Peut-on parler de santé des sols ? Si oui, pourquoi et comment la faire prospérer ? Ces questions ont été abordées par Joséphine Peigné, enseignante-chercheuse à l’Isara-Avignon, lors d’une conférence au dernier Salon Tech & bio. En agronomie, il est plutôt d’usage de parler de fertilité des sols, qui a d’abord été définie par l’aptitude des sols à fournir des éléments minéraux pour la production des plantes, avec une prise en compte progressive d’autres services utiles aux agrosystèmes, comme la régulation des bioagresseurs du sol, le maintien d’une structure favorable...
Puis, la notion de qualité des sols a émergé aux États-Unis, pour mieux prendre en compte les services écosystémiques attendus : favoriser la productivité, mais aussi maintenir la qualité de l’air, de l’eau, la santé et l’habitat humains.
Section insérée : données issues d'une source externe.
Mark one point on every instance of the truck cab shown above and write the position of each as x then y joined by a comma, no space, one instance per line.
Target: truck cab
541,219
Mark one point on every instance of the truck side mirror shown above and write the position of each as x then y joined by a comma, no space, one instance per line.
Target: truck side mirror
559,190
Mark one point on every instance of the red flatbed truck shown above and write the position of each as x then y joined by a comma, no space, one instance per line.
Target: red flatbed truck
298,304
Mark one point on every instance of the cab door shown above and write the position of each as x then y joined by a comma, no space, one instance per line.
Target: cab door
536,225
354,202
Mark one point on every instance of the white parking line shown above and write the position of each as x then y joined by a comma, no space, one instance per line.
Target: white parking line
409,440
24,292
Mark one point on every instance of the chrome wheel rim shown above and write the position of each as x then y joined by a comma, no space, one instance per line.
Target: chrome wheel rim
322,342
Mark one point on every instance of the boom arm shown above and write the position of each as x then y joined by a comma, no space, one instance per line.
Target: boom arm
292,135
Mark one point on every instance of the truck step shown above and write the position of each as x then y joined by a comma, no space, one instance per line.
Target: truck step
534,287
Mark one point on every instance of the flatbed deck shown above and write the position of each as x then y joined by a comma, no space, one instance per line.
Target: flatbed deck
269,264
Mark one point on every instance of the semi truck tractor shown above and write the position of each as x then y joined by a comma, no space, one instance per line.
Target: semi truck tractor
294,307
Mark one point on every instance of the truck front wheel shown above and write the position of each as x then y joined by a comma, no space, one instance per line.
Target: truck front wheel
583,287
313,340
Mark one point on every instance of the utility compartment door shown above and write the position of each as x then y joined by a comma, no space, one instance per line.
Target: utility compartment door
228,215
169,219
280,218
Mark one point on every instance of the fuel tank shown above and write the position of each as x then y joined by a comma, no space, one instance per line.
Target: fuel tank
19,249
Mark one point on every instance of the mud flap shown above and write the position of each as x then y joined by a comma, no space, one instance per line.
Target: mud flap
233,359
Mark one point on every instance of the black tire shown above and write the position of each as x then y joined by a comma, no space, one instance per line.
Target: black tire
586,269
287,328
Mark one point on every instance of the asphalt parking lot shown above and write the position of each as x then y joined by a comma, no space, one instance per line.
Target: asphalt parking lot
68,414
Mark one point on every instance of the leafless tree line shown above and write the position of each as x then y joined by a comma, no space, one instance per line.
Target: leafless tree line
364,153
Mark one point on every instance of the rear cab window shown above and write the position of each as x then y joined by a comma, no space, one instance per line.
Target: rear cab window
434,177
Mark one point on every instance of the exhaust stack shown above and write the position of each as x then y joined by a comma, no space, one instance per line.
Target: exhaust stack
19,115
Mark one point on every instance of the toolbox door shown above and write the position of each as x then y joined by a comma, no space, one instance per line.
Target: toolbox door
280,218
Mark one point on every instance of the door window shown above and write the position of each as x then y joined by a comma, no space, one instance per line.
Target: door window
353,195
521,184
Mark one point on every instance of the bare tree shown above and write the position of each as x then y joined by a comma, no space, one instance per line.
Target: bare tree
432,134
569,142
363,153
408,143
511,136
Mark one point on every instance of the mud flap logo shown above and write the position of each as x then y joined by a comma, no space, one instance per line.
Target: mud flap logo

Enfin, avec la prise en compte croissante de la biologie des sols, a émergé le concept de santé des sols, dérivé de l’idée que l’ensemble du vivant est interconnecté (concept one health).
La santé d’un sol se définit actuellement comme sa capacité à fonctionner comme un système vivant. En agriculture, la santé d’un sol va être liée à la quantité et à la qualité des organismes vivants qu’il contient, au pool de matières organiques qui fournit leur nourriture et à la structure qui constitue leur habitat.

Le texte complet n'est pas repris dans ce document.